YouTube credit: IrishSoccerTeamNews

His subsequent now-infamous “we are Ireland” post-match interview (see above) came across as a brutal admission of the situation’s hopelessness, when an uplifting rallying cry was imperative. The Italian had generally been praised for the assured and genial manner in which he had dealt with the press, but now that his best-laid plans were finally beginning to fall apart, his previously smooth PR skills were also starting to erode.
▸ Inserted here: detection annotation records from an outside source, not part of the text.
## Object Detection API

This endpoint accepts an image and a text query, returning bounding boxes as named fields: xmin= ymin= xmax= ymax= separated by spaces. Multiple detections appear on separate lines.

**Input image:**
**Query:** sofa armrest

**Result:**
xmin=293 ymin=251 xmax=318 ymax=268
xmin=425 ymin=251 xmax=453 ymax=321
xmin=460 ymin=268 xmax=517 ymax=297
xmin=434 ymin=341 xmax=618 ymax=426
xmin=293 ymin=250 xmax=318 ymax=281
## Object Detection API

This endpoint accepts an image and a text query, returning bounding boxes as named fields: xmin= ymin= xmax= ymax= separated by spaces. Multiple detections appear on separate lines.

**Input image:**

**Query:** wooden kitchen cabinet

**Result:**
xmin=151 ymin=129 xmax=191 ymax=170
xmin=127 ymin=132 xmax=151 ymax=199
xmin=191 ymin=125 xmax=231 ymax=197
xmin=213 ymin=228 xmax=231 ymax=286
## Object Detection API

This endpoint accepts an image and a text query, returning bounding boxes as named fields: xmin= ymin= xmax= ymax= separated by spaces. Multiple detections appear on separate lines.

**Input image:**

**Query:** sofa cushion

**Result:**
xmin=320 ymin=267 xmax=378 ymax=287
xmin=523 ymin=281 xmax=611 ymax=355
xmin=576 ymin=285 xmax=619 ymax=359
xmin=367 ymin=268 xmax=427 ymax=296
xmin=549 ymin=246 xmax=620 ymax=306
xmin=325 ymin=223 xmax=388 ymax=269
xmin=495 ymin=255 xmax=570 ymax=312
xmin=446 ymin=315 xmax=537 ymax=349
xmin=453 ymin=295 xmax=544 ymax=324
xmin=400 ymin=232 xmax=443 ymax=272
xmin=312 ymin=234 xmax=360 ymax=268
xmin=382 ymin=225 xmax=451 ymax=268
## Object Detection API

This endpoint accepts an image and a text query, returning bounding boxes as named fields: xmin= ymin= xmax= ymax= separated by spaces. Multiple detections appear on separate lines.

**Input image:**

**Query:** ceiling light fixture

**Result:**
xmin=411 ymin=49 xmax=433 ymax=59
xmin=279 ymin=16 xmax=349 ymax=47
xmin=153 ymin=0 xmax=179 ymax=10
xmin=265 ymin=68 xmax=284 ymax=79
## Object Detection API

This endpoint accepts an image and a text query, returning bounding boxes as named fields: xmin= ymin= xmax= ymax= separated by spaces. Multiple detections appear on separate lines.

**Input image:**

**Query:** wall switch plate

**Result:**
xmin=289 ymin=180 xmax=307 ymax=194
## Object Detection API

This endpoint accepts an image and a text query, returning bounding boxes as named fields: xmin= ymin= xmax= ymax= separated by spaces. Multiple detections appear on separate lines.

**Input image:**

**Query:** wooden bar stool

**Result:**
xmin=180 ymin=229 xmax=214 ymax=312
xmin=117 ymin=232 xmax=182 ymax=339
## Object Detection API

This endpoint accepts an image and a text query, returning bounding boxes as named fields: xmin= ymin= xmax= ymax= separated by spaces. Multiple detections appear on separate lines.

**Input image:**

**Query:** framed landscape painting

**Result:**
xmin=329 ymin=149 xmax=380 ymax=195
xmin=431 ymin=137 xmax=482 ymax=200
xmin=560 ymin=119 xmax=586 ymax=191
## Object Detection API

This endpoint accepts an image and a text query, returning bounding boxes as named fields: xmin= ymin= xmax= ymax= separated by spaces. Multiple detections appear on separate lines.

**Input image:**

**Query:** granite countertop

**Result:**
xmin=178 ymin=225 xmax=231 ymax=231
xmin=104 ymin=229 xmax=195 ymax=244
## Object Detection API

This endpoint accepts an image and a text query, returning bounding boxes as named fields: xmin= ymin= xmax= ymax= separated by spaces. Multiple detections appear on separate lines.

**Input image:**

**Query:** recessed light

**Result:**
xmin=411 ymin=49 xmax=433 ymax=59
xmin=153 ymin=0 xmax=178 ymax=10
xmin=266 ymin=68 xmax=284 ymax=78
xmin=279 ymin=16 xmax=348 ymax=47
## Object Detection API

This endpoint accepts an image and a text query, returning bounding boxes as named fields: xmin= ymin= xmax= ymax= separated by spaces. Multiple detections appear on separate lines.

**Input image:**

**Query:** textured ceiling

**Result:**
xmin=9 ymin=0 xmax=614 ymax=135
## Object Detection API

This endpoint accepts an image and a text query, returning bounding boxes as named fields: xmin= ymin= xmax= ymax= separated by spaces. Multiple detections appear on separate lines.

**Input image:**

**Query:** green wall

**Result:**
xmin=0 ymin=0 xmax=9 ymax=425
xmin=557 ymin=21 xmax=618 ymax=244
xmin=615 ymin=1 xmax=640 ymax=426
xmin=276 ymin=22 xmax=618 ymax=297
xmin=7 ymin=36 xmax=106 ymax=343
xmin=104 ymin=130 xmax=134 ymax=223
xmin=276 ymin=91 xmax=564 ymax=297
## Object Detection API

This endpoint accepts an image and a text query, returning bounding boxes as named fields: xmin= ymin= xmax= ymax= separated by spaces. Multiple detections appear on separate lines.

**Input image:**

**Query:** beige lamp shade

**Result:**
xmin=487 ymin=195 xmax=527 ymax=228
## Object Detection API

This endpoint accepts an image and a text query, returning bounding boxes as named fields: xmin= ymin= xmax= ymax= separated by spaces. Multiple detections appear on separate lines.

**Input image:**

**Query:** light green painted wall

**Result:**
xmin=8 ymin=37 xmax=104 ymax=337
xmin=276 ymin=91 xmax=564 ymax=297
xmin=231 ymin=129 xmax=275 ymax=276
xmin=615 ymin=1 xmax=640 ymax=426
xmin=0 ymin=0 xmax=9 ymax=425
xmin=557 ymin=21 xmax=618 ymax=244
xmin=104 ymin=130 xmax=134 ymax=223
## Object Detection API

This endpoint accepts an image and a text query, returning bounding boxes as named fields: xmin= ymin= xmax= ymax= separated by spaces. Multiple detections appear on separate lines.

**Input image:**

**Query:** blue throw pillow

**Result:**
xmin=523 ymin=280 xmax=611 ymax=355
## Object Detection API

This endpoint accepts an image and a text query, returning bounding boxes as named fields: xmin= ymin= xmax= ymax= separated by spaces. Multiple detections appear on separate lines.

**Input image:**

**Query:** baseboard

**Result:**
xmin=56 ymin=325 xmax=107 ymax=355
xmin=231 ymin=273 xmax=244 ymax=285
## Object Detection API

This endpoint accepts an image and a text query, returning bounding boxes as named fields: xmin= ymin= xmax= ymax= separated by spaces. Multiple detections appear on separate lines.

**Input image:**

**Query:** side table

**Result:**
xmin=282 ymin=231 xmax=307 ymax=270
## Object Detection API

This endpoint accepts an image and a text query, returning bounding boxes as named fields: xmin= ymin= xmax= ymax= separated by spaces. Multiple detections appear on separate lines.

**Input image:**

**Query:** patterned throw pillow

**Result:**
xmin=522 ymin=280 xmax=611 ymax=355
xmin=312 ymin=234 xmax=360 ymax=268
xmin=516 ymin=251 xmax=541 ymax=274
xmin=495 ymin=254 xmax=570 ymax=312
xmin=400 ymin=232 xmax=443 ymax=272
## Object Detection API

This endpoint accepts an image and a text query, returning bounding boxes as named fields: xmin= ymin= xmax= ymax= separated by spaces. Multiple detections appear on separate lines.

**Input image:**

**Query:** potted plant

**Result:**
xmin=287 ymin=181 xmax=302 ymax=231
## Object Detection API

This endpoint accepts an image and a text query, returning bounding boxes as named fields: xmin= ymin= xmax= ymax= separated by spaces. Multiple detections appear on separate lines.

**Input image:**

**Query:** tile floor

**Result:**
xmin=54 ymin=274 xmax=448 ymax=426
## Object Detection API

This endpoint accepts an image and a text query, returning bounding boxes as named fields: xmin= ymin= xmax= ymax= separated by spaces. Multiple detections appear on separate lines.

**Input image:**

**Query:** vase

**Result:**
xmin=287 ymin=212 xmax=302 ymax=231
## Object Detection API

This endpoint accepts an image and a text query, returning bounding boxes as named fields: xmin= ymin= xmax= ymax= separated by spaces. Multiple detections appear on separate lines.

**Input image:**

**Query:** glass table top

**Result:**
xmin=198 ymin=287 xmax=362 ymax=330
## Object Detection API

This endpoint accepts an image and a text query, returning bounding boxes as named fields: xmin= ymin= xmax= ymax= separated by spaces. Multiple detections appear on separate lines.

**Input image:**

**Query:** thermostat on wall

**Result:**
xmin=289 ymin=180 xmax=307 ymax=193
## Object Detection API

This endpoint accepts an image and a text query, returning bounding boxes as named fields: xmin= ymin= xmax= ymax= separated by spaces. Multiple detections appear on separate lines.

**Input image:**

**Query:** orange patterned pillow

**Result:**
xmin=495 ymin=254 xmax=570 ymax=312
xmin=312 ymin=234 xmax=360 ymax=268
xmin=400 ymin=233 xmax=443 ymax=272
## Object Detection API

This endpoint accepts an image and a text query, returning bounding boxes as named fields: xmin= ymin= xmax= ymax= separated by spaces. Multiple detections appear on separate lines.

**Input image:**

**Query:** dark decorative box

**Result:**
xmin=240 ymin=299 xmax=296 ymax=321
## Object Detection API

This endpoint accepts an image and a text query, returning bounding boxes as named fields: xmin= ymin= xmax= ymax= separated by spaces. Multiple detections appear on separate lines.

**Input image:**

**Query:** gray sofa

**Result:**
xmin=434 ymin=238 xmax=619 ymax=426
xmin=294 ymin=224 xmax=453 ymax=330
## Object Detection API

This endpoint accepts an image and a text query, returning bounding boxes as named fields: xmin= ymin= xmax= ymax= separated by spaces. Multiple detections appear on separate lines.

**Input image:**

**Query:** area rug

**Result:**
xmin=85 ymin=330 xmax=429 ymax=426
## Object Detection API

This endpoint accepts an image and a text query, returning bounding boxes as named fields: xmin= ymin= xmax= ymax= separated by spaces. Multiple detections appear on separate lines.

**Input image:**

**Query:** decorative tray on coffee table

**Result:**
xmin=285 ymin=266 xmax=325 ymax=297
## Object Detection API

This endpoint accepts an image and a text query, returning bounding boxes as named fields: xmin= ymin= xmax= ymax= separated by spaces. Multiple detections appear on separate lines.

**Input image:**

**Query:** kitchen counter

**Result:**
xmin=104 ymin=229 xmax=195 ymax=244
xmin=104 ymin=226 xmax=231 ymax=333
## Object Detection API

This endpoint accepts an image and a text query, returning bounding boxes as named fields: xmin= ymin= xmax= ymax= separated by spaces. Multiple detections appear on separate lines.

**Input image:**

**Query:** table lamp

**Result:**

From thereon in, with Trap finally looking as pessimistic as his playing style, failure felt inevitable, and it was no significant surprise when the team conformed to the incredibly widespread negative expectations with which they were becoming almost irrevocably associated.

Thereafter, following Trapattoni’s swift exit owing to the Irish side’s unequivocal failure, caretaker boss Noel King enjoyed a brief but memorable and somewhat fiery tenure in charge. During this time, King at least managed to persuade some of the players that Trap had ostracised to return to the squad, but the results and performances were equally unremarkable for the duration of this fleeting period.

The subsequent appointment of Roy Keane and Martin O’Neill, however, was as shocking as it was inspired. Most other realistic alternatives would have been greeted with a yawn and abiding grumbling from skeptics convinced that the team was no longer good enough to properly compete at international level, such was the level of despondency that five years of Trap had prompted.

Nevertheless, the decision to pick a respected coach such as O’Neill, alongside arguably both Ireland’s greatest and most talked-about player ever, ensured an immediate feel-good factor greeted their arrival, as any lingering cynicism from the previous regime was drowned out by the wave of euphoria in reaction to this unexpected news. Surely, nonetheless, the nation can be forgiven for ostensibly overreacting as if it were the second coming — excitement, in relation to the team, had been at a premium for over half a decade, after all.

The dynamic duo’s first match in charge was a game against Latvia that Ireland won in a relatively impressive fashion, notwithstanding the opposition’s patent lack of quality and questionable motivation levels. Yet just as significant as the performance was the rapturous atmosphere it conjured. Save perhaps the pre-Euro 2012 match against Bosnia, it is hard to recall any home friendly in recent memory that created so much interest and enthusiasm among the supporters — and it could largely be attributed to that one decision to simply appoint these two legends of Irish football to oversee the team’s fortunes.

Granted, it’s invariably natural at the end of every year to maintain a positive outlook and hope that the next 12 months will be better, even in the most depressing of circumstances, and especially when it coincides with the onset of a new managerial team. On the other hand though, there remains a lack of any real evidence to support the contention that Keane and O’Neill will improve upon Trapattoni and Tardelli’s modest achievements.

However, just as this time last year, Irish fans will have hoped that the 6-1 loss to Germany was just an aberration, and that qualification for Brazil was still an eminent possibility, this year fans will be eager to overlook how ordinary the team appeared against any semi-decent opposition in the past few months and remain hopeful that MONKeano can renew the spirit and results of the side’s glory years.

With 23 places now available at the next Euros (in addition to France, who automatically qualify as hosts), the least Ireland should therefore be hoping for is qualification and an avoidance of the type of humiliation suffered in the summer of 2012 — especially by the standards of their two notoriously perfectionist coaches. Fans, naturally, will accordingly be optimistic that nothing will happen to change this perception in 2014.

Is such a mindset a little overly expectant? Possibly, but with Keane and O’Neill — two men who have spent the majority of their careers overachieving — at the helm, we can afford to dream a little, can’t we?